• Oxfam Intermón asks EC to make Spain comply with refugee commitment
• NGO says Spanish gov’t has resettled just 13.7% of agreed-upon refugees
Oxfam Intermón, the Spanish affiliate of international development NGO Oxfam, has filed a complaint with the European Commission against the Spanish government for its having failed to meet its agreed-upon qouta for the relocation to Spain of refugees from war-torn Syria and Iraq under the terms of a 2015 EU-wide refugee resettlement programme.
Jut one week before expiration of the scheduled 27th September deadline established under the 2015 accord, Oxfam Intermón registered the complaint with the EC in Brussels, noting that Spain has only accepted 13.7 percent of a total of 17,337 of refugees it had agreed to resettle in Spain as part of the negotiated deal among EU member states.

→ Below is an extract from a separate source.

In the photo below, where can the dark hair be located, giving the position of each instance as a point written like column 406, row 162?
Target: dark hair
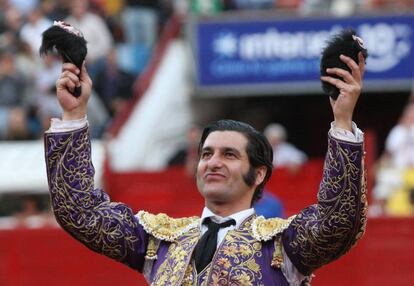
column 259, row 150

The complaint filed by Oxfam Intermón was accompanied by additional statements of support from Spain’s Socialist party (PSOE), three-year-old anti-austerity party Podemos (We Can) and the City of Madrid.
According to Oxfam Intermón director José Maria Vera, the Sanish NGO has asked in the complaint that the European Commission make the Spanish government comply with its commitment to accept 17,337 of the refugees. Resettlement of at least 9,323 of the refugees was compulsory for Spain under the terms of the EU refugee resettlement accord.